AstraZeneca and EU both declare victory over vaccine supply spat
The company must supply 80.2 million doses of the shot by 27 September, only about 10 million more doses than Astra has already sent the EU
AstraZeneca shrugged off a Brussels court ruling to deliver millions more of its Covid-19 vaccine to the bloc by late September in a dispute with the European Commission over supply shortfalls.
In a ruling that both sides claimed was a victory, the company must supply 80.2 million doses of the shot by 27 September, only about 10 million more doses than Astra has already sent the EU, according to a statement from Astra on the Belgian court’s decision.
The EC had asked for 120 million vaccine doses cumulatively by the end of June and a total of 300 million doses by the end of September, the company said.
Astra and the EU have been locked in a bitter fight over vaccine supplies this year after the company failed to meet its contracted targets due to issues including problems scaling-up manufacturing at a site in Belgium.
At a court hearing last month, the EU said Astra should pay €10 ($12) a day for each overdue vaccine. The EU had asked the court to order Astra to supply 20 million more doses than it planned to deliver by the end of June. If the court backed the EU, the company could have faced as much as €200 million a day in penalties for those shots.

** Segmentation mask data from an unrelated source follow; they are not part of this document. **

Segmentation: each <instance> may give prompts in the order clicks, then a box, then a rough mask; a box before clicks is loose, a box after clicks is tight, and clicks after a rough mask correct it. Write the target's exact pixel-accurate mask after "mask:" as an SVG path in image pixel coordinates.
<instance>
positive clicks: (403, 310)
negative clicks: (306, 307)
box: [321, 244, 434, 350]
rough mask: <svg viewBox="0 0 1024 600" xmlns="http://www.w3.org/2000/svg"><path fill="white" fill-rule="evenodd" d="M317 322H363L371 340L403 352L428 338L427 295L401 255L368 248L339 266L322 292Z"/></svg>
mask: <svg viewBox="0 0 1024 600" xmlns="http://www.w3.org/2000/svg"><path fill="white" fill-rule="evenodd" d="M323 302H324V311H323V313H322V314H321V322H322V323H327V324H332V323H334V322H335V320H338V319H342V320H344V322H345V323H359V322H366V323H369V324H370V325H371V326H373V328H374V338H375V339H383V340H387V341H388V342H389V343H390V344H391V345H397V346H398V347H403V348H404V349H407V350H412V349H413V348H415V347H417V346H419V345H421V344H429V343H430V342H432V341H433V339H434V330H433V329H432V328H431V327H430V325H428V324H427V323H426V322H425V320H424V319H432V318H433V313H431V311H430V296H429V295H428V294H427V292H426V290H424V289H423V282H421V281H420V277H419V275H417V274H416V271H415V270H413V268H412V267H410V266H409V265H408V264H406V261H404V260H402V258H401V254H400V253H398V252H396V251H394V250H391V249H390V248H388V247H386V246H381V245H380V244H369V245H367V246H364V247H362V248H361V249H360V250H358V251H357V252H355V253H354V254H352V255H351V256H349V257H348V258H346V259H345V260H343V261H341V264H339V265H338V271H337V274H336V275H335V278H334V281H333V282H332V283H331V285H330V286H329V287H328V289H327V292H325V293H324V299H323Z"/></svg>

“In fewer than twelve months, AstraZeneca has worked extremely hard to develop an effective vaccine at no profit and is the second-largest supplier to the EU’s 27 member states,” the company said in a statement.
The court also ruled that the European Commission had no exclusivity or right of priority over other contracting parties, Astra said.
Meanwhile, the EU trumpeted the decision as proof AstraZeneca under-delivered on its promises and said Astra must deliver 50 million doses by 27 September, appearing to contradict the company’s statement.
“This decision confirms the position of the Commission: AstraZeneca did not live up to the commitments it made in the contract. It is good to see that an independent judge confirms this”, Ursula von der Leyen, the European Commission president, said.